Monday, December 22, 2008

Social Media versus Traditional Media...

...the debate continues.

Well, it's time to end the debate. It's not either or. It's "with"(in the words of Mitch Joel). The whole purpose of marketing through
any channel is to reach out to your audience where they will engage best with your brand. If this is true than the debate should be Media versus No Media. The differences between Social Media and Traditional Media are no different than those that separate Television and Radio, or Newspaper and Billboards. All offer:
  • Different levels of consumer engagement
  • Some form of scalability
  • Different execution strategies
  • Different results
Chris Brogan just wrote a great post on the unique experience that Social Media can (but doesn't always) provide. His story is about the small business, mom and pop shop of the 1930's type of brand experience...."That’s the time to use social media, when you want to reach people on a more personal and more connected way. It’s not always the path to more revenue. In fact, it’s definitely not as easy as just pushing a few clicks and having books sent to the house. But when you need a more personalized feeling, a more human experience, cafe-shaped is what social media does best."

Radio didn't start out with 15 second product dumps and the online space didn't start out with a focus on click through rates. We have created this environment. Social Media is no different.

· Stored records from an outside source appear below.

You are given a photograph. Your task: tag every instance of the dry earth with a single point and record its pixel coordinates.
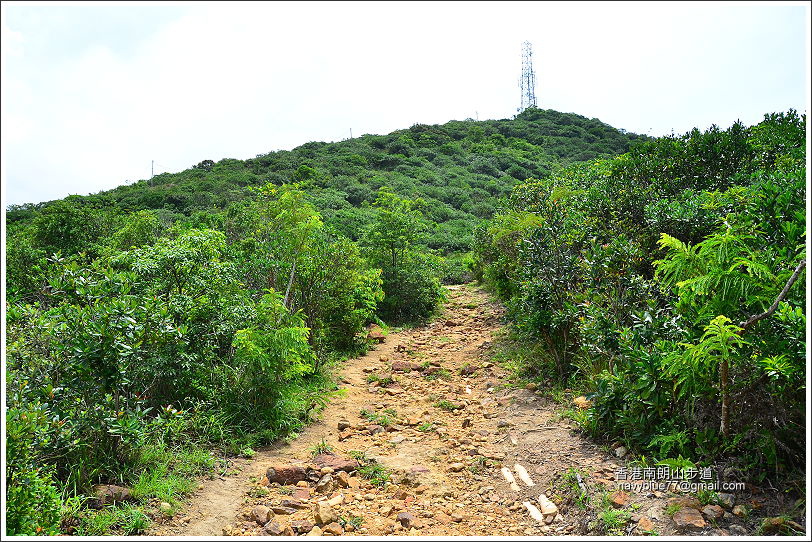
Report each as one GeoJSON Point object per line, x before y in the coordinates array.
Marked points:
{"type": "Point", "coordinates": [450, 471]}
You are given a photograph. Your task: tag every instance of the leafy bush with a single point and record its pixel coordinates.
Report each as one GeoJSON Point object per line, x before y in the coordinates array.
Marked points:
{"type": "Point", "coordinates": [655, 278]}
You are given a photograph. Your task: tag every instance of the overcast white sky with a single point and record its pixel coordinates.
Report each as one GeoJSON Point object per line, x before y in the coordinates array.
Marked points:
{"type": "Point", "coordinates": [92, 93]}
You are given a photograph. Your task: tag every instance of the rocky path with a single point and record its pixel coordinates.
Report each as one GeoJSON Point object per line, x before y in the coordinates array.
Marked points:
{"type": "Point", "coordinates": [428, 440]}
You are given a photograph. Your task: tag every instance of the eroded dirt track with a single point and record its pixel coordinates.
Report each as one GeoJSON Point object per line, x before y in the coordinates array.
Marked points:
{"type": "Point", "coordinates": [466, 455]}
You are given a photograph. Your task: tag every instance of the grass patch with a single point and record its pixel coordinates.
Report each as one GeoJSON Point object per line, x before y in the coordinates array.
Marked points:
{"type": "Point", "coordinates": [571, 485]}
{"type": "Point", "coordinates": [126, 520]}
{"type": "Point", "coordinates": [611, 519]}
{"type": "Point", "coordinates": [376, 473]}
{"type": "Point", "coordinates": [321, 448]}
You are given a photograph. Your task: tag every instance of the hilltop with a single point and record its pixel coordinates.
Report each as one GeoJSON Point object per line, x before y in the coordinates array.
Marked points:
{"type": "Point", "coordinates": [459, 170]}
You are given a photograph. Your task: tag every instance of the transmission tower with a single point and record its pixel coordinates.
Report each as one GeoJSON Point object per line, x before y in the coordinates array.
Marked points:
{"type": "Point", "coordinates": [527, 82]}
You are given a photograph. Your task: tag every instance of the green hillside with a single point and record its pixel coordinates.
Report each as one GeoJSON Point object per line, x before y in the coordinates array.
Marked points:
{"type": "Point", "coordinates": [459, 169]}
{"type": "Point", "coordinates": [157, 328]}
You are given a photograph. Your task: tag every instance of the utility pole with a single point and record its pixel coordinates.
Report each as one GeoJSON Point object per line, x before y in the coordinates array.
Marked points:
{"type": "Point", "coordinates": [527, 82]}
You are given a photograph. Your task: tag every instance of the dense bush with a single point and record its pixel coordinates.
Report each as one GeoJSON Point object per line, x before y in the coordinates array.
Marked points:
{"type": "Point", "coordinates": [640, 275]}
{"type": "Point", "coordinates": [152, 342]}
{"type": "Point", "coordinates": [411, 287]}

First find out who you're talking to. Then find out what you want to say. Then explore where you want to say it. Not the other way around.

Friday, December 19, 2008

Why bother with a good design?

Don’t take this the wrong way, but will the design of your webpage, online ad, or any other marketing channel really impact your sales? I would agree 100% that it will impact your brand perception - but when it comes to sales does, sexy design trump the right message and offer?

This is a loaded question and depending which side of the conversation you’re on, will stir up some serious debate. I personally love good design. I enjoy something that is clever and pleasing to the eye. But I also like reviewing ad campaigns, reading and responding to blogs, checking out all things new online, and engaging in topics of interest with anyone willing to discuss them. In other words, I'm probably not the norm. The norm might look more like – I’m busy, I don’t want to figure out why the ad is clever, tell me the value, show me the experience, how easy is it to purchase.

We see poor design going viral - like the Max Motor Guns & Gas Giveaway. We are constantly forwarded to poorly laid-out landing pages from various Google ads or some daily newsletter. We'll even stumble upon cheesy copy that provokes an uncontrollable vomit reflex. There are endless examples of sub-par designs lurking around every corner that [perhaps unfortunately] achieve profitable results.

Without getting into the technical points or a discussion on consumer/brand connections, the basic point here is to avoid the distraction. With all the new media channels and all the discussion about 'connecting to your consumers' and 'consumer conversations' its easy to forget the single truth behind good marketing. A good message with the right offer for your audience will connect with them every time.

I’d love to see it look good, but that’s just me.

Thursday, December 18, 2008

A childhood filled with Apple Fritters and Double Doubles

Sometimes a company finds itself in a unique situation. It starts to hear from customers. Not in the “my-customers-service-centre-is-getting-flooded-with-complaints” type of hearing, but the “who-thought-our-company-meant-so-much-to-people” type of hearing. If your company is one of the fortunate few to experience this, wake up and work with it. Drop everything that you’re doing and make the most of it. Then maybe the way you look at customers will change. Maybe the way you market your product will change. And maybe this fortunate experience will become a regular occurrence.

This is the story of Tim Horton’s. For over 45 years, this company has made coffee and donuts for the Canadian public. It turns out that although Tim’s has been busy pumping out caffeine and deep fried carbohydrates, Canadians have been consuming memories, stories, and fostering a deep connection with a brand fighting for its place in a competitive industry. Tim Horton’s is a great example of the accidental discovery of a truly engaged customer base. Although the company’s latest campaigns focus on consumer stories (fully jumping on the social media bandwagon), this direction didn’t occur out of some brilliant insight. Instead, someone at the company stopped making donuts and opened the pile of letters from customers that had been sitting in the mailbox.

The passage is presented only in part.